Il consulente per l’elaborazione del lutto può aiutarli a sostare nel dolore, creare un contesto adatto in cui i ragazzi possano esprimersi. Narrare la morte: solo così l’esperienza della morte diventa possibilità di raccolta della memoria, possibilità di condivisione e possibilità di dare voce agli adolescenti stessi per individuare, oltre ai limiti e agli aspetti di criticità, anche i punti di forza e le risorse sociali e psicologiche da valorizzare.
Raccontare la morte significa, prima di tutto, creare nuovi sfondi di senso all’interno dei quali collocare la nostra narrazione. Attraverso il racconto e la narrazione l’adolescente è spronato a comunicare le proprie riflessioni sulla vita e le proprie emozioni e ha la possibilità di trovare un senso alla morte condiviso dai pari e per questo per lui di maggior valore.
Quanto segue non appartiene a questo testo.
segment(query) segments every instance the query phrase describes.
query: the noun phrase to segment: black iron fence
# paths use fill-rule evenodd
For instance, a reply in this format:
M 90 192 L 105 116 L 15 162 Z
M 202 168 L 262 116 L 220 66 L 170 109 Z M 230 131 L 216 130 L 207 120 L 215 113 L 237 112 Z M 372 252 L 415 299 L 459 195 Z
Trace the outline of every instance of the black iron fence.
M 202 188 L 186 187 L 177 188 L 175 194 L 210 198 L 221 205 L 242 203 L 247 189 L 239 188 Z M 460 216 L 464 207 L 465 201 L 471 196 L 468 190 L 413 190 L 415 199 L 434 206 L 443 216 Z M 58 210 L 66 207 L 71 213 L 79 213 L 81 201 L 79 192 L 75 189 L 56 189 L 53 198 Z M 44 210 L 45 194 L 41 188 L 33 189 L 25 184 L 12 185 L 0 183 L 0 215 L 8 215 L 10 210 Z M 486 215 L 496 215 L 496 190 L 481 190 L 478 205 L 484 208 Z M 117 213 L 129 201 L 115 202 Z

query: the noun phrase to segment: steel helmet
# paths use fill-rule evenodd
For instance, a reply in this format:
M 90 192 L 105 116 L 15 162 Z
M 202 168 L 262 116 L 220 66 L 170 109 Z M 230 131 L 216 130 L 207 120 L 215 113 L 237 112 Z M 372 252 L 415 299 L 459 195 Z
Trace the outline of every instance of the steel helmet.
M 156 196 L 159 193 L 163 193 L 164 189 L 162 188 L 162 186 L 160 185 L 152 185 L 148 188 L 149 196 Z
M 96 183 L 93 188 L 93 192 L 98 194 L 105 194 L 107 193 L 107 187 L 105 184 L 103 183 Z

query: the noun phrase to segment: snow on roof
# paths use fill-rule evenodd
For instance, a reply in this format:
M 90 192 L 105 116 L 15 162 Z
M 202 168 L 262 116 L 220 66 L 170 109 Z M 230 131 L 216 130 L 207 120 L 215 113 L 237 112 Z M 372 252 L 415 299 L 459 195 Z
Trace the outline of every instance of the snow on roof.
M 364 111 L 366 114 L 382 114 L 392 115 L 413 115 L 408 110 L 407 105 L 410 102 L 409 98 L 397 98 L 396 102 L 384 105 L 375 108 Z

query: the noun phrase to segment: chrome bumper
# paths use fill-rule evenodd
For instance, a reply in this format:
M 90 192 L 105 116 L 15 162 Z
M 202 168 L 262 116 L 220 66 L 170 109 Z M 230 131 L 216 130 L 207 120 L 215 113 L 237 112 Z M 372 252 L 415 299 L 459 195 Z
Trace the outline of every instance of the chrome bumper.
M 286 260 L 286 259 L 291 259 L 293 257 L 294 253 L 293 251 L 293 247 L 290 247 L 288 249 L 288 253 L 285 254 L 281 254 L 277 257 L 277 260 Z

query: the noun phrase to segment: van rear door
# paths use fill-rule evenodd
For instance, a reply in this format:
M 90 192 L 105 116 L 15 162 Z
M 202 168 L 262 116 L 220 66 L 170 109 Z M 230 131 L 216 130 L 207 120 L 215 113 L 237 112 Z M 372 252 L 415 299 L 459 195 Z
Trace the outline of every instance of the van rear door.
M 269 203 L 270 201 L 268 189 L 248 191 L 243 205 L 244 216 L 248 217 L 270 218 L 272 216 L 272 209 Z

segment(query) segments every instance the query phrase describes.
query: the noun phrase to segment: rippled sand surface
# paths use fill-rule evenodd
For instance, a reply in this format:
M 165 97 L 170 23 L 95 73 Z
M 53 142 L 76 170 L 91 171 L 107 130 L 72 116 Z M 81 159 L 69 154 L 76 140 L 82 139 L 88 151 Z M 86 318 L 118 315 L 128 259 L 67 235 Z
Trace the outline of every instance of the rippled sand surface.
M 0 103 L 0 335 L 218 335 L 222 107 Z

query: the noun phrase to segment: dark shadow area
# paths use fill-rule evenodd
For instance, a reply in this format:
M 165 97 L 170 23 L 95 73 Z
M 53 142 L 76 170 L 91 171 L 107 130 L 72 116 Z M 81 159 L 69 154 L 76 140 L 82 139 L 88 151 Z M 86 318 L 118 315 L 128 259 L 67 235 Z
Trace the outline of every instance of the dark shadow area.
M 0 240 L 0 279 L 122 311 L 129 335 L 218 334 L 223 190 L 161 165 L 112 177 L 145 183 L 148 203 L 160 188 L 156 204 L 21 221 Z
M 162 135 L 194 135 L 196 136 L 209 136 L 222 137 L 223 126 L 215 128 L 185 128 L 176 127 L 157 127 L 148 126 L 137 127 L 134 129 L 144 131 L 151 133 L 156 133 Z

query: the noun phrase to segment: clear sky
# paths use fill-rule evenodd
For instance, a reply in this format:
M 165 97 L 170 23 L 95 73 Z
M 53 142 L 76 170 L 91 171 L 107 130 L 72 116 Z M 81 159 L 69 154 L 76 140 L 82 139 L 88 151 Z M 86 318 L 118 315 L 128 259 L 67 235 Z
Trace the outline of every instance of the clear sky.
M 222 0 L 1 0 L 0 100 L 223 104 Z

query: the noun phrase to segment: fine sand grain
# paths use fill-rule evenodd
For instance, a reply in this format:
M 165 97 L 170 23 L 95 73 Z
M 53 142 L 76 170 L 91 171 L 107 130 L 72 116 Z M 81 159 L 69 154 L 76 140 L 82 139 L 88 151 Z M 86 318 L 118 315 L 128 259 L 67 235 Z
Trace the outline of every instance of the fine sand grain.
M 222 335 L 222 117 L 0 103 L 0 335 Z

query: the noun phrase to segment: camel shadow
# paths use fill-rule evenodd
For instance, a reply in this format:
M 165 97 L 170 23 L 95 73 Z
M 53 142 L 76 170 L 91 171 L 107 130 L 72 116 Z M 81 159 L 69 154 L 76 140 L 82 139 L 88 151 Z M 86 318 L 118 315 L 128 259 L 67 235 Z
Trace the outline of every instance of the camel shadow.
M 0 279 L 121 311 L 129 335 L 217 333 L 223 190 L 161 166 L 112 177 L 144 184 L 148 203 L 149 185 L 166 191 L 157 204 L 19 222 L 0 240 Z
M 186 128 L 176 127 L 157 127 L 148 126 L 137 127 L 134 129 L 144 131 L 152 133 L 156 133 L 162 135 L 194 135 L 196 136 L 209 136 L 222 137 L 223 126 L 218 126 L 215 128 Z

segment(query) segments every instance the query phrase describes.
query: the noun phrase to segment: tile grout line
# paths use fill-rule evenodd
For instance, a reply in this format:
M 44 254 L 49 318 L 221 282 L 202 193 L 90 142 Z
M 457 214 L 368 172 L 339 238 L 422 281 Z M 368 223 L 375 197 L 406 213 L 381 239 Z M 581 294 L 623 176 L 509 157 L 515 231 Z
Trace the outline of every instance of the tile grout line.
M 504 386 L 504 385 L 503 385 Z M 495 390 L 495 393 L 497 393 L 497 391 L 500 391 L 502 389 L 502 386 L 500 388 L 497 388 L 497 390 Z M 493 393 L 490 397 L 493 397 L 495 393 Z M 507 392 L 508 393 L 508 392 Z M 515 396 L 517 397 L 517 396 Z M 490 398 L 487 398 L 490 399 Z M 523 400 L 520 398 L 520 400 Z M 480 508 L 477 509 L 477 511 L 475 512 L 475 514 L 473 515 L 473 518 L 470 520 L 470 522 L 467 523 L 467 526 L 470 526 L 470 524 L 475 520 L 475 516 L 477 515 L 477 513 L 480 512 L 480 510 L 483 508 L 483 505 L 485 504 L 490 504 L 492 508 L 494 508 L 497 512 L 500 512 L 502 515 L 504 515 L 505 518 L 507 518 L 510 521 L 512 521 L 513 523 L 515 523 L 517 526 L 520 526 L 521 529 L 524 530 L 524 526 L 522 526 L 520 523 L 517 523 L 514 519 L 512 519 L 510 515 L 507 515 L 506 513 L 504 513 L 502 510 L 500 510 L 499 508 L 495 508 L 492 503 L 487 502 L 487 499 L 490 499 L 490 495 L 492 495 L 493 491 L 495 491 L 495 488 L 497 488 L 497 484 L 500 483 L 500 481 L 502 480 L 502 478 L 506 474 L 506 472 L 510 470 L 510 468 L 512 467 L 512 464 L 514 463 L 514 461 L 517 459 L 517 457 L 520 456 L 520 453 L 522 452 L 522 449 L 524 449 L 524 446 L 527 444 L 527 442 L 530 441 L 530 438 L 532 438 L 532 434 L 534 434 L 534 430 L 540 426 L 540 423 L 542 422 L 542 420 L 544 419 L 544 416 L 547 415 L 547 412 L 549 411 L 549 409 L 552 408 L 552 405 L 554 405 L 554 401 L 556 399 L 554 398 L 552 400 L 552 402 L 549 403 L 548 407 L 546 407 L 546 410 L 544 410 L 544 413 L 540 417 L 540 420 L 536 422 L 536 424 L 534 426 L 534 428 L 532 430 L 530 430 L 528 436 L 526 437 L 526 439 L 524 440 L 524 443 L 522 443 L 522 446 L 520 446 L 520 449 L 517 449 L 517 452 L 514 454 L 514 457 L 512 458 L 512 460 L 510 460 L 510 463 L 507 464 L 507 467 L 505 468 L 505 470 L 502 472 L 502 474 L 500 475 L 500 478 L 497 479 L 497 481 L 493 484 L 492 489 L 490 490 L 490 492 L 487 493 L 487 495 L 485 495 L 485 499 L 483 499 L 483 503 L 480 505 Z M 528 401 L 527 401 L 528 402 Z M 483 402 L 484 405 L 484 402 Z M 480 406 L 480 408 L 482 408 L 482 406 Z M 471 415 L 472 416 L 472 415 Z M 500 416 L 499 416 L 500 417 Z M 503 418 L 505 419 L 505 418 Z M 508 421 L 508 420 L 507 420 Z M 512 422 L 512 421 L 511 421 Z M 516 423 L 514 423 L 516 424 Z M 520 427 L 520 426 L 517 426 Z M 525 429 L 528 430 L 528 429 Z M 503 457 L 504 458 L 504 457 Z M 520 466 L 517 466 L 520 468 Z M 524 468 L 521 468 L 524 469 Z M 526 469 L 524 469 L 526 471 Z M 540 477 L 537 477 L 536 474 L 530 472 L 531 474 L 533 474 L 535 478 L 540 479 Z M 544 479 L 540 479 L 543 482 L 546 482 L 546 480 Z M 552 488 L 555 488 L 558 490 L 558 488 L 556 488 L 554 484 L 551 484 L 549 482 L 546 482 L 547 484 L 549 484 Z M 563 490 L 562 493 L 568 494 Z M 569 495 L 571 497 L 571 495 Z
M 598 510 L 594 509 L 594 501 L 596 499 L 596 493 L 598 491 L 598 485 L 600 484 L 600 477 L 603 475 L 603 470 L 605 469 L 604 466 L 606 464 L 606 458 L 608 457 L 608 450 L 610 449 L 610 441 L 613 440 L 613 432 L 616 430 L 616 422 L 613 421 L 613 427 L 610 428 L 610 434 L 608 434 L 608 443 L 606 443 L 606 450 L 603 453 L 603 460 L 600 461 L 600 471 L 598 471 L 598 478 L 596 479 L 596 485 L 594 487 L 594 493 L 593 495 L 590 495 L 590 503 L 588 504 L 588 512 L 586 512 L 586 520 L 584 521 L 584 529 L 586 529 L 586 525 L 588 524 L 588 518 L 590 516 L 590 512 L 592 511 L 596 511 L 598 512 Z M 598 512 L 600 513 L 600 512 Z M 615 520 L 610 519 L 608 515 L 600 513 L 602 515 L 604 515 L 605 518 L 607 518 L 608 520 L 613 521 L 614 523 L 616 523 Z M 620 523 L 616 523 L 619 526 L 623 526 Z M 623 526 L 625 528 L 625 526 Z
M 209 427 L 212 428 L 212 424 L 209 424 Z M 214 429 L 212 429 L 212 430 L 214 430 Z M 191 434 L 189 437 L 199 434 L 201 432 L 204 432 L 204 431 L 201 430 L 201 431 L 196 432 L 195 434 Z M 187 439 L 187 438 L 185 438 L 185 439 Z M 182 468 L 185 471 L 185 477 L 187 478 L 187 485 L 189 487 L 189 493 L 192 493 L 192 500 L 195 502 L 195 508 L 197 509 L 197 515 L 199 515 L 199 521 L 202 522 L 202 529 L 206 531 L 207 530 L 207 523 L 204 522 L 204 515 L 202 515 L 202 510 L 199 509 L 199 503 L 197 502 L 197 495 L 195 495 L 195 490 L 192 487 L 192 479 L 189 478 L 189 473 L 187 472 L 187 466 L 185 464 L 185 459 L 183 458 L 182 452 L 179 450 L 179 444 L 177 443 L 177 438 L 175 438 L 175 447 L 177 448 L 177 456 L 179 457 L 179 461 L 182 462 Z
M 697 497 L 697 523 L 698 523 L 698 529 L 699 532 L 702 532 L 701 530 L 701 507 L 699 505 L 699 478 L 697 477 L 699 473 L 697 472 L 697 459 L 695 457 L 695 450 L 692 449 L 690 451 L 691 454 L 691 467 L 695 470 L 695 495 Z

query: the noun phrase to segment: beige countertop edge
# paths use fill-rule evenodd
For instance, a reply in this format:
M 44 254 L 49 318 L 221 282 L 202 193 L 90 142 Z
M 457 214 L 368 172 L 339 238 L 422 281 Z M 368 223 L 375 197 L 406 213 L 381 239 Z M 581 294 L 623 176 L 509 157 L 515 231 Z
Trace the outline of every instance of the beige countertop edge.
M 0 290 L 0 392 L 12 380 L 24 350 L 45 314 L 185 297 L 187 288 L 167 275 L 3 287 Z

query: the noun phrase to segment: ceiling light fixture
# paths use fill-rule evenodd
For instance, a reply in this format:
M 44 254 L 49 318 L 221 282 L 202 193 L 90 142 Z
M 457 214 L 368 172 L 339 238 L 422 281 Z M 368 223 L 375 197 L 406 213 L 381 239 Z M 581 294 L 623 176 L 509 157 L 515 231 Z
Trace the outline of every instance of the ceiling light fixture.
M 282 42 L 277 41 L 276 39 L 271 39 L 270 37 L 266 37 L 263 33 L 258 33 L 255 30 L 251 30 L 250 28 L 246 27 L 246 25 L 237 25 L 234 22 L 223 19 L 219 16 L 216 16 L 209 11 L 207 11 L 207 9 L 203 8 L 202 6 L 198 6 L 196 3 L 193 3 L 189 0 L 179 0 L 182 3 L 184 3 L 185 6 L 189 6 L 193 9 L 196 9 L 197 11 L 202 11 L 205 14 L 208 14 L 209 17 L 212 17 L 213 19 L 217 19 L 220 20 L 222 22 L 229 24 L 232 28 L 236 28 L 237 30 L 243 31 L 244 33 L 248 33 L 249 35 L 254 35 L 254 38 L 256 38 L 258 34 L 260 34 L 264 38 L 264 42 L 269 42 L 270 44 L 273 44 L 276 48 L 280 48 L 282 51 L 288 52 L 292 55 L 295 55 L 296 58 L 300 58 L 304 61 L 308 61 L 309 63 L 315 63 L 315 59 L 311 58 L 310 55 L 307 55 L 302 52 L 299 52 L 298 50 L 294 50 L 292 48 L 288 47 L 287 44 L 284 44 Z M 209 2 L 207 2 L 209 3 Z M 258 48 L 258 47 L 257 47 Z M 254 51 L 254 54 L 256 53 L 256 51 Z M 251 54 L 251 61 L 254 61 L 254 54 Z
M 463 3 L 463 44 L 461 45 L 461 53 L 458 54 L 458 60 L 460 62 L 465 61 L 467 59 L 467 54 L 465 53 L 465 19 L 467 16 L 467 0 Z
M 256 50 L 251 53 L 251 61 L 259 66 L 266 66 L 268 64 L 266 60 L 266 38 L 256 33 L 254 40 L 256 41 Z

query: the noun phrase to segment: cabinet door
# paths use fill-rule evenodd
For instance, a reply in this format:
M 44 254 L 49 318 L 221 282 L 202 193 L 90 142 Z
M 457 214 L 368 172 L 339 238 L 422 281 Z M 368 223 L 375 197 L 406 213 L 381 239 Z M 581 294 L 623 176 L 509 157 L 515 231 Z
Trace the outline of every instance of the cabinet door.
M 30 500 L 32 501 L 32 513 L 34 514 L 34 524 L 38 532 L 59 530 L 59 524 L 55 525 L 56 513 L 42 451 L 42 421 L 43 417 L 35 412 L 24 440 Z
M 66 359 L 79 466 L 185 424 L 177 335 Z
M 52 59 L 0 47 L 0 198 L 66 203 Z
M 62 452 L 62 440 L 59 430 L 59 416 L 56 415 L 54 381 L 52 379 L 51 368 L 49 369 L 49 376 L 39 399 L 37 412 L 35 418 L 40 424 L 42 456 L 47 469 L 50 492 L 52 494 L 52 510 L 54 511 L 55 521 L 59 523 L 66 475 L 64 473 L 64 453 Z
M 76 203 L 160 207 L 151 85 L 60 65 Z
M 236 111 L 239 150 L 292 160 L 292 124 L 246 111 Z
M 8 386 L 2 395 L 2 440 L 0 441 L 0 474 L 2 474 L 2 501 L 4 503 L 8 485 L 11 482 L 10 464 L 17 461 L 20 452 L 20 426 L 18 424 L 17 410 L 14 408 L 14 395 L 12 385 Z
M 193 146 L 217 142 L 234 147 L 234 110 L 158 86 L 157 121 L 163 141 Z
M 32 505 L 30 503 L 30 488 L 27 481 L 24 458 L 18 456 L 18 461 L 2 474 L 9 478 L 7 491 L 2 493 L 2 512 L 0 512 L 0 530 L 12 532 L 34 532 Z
Nella mia esperienza è incredibile quanto i ragazzi siano in grado di dire, pensare e sentire riguardo la morte, se solo gliene viene data la possibilità.
Dirigenti scolastici e insegnanti aderiscono volentieri a progetti di questo tipo proprio perché sono in grossa difficoltà ad intervenire in prima persona e sentono utili gli strumenti portati dal consulente per l’elaborazione del lutto.